Get Regular Eye Care for Diabetics
If you have diabetes, it’s important to get regular eye exams. Diabetes can cause damage to your eyes and lead to vision issues such as cataracts and glaucoma. Cataracts are clouding of the lens of your eye; they’re common in people with diabetes because of high blood sugar levels over time. Glaucoma is an increase in intraocular pressure (pressure within the eyeball), which may cause damage or loss of vision if left untreated.
Use Diabetes Medications According to Doctor’s Instructions
Diabetes medications are a key part of the treatment plan for diabetes. They can be used to lower blood sugar levels and prevent complications from developing.
However, it’s important to understand that these medications come with risks and side effects. If you have been prescribed a medication for your type 2 diabetes, make sure that you take it according to doctor’s instructions (for example: how often), or else you could risk experiencing negative effects on your health.
If at any point during treatment with these drugs do not feel well or notice any changes in how well they are working for you, contact your doctor immediately so that adjustments can be made accordingly!
Be Aware of Diabetes Complications and Other Health Risks
Diabetes complications, such as heart disease and stroke, are some of the leading causes of death for people with diabetes. The risk of experiencing one or more complications increases as your blood sugar levels rise over time.
- High blood pressure (hypertension)
- Heart disease
If you have diabetes, it’s important to take steps to prevent these serious health issues from happening. You can do this by keeping tabs on how well you’re managing your condition through regular checkups with your healthcare provider and following their recommendations for treatment plans that fit into your lifestyle while also addressing any other health issues that could be contributing to poor blood sugar control.

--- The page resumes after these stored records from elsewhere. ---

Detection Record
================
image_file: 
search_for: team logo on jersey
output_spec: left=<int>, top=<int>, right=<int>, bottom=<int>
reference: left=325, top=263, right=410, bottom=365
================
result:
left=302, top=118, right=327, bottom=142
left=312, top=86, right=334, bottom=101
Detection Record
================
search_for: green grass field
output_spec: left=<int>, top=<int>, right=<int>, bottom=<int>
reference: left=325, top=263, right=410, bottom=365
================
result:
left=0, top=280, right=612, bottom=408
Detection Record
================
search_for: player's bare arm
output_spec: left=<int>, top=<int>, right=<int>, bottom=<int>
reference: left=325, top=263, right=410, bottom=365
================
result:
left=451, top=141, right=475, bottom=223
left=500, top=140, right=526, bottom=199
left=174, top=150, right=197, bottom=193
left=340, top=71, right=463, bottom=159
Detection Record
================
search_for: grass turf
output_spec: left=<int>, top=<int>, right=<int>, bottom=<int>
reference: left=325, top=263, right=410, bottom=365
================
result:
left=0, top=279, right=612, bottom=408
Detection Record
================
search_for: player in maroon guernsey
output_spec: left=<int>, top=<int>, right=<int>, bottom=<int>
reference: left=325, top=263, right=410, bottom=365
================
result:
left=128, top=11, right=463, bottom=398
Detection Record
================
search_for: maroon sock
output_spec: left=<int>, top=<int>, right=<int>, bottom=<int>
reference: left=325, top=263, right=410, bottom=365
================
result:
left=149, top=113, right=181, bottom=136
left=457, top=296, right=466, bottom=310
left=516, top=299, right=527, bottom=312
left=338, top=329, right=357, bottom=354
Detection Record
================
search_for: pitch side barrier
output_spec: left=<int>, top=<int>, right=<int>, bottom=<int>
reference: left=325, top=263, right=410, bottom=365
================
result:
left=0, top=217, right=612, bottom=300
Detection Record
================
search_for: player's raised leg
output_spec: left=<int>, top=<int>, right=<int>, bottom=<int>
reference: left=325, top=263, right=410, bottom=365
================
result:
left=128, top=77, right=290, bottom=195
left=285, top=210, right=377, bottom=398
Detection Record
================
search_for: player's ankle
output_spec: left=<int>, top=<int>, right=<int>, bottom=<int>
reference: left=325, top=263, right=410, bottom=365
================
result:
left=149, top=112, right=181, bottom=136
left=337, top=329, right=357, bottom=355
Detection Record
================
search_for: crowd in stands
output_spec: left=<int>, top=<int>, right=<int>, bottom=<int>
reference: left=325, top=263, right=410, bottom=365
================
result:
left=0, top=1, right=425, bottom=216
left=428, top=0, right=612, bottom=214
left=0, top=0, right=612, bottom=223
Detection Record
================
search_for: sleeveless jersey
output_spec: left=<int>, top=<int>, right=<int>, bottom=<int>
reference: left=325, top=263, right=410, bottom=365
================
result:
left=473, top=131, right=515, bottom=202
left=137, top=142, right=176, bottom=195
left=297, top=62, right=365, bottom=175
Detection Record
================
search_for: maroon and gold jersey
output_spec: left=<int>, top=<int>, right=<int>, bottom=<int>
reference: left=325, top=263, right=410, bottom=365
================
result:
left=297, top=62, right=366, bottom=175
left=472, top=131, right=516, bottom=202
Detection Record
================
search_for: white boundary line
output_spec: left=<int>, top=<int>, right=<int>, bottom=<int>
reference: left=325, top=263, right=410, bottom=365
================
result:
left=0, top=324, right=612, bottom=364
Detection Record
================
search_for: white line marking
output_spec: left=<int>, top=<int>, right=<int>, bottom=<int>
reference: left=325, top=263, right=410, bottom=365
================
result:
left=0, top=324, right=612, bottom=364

It is important to manage diabetes to prevent serious complications such as kidney disease, heart disease, blindness and amputation.
It is important to manage diabetes to prevent serious complications such as kidney disease, heart disease, blindness and amputation. Diabetes can affect the eyes, kidneys, heart and blood vessels. People with diabetes have a higher risk of developing these complications than those without the condition.
It is also important that you know about these common signs of complications:
- Blurry vision or changes in how your eyes feel (for example burning) can be an early sign of diabetic retinopathy
- Feeling tired or weak may mean your blood sugar levels aren’t under control
The best way to manage diabetes is to live a healthy lifestyle
The best way to manage diabetes is to live a healthy lifestyle. Eat a balanced diet, exercise regularly and manage stress. Don’t smoke or use other tobacco products. Get tested for diabetes if you are over 45 years old or have any of these risk factors:
- A family history of diabetes
- Obesity (BMI greater than 30)
- High blood pressure (140/90 mm Hg) or on medication for high blood pressure
If you have been diagnosed with prediabetes or insulin resistance: Make changes in your eating habits and start an exercise program that includes strength training at least three times per week for about 30 minutes each session; get screened for high blood pressure every year; stop using tobacco products; monitor your blood pressure regularly with home monitoring devices if prescribed by a doctor since there is no evidence that self-monitoring can improve health outcomes compared with routine office visits where measurements are taken by trained staff in medical centers.